In order to train a neural network, you need to feed it with a list of tensors. A tensor is a generalization of vectors and matrices; in a general sense, an array of numbers arranged on a regular grid with a variable number of axes is known as a tensor. Also, the data will need to be selected from available data, normalized and transformed so that the algorithm can process it. Here is a 3-step process for data preparation:

Data Selection

In order to select data, first you need to understand the business domain and what problem are you trying to resolve. There is a natural tendency to believe that more data is better, but unfortunately that is not necessarily true. You need to consider what data you actually need to address the problem that you are trying to resolve.

Data Conditioning

The second step of the dataset conditioning consists of cleaning data and data normalization. This step is often viewed as a preprocessing step before data transformation.

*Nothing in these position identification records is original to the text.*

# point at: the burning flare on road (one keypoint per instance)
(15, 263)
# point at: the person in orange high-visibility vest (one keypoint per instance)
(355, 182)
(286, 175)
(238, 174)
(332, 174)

Data that is prepared needs to be nominal, ordinal, interval or ratio. Nominal and ordinal observations are not inherently numeric, thus they need to be converted into a number that is meaningful for the deep learning algorithm.

Data Transformation

This is the step that transforms the dataset input data into format and ranges that our deep learning algorithms will be able to absorb. For example, the famous iris dataset has categorization as Iris-setosa, Iris-versicosa and Iris-virginica. In a case when we are building a multi-class classification problem using deep learning, it is needed to reshape the input from a vector that contains values for each class to be a matrix with boolean for each class value. Here is an example how is this done in Keras:

# load data
dataframe = read_csv("iris.csv", header=None)
dataset = dataframe.values
X = dataset[:, 0:4].astype(float)
Y = dataset[:, 4]
# Encoding labels
# encode class value as integers
encoder = LabelEncoder()
encoder.fit(Y)
encoded_Y = encoder.transform(Y)
# convert integers to dummy variables (i.e. one hot encoded)
dummy_y = np_utils.to_categorical(encoded_Y)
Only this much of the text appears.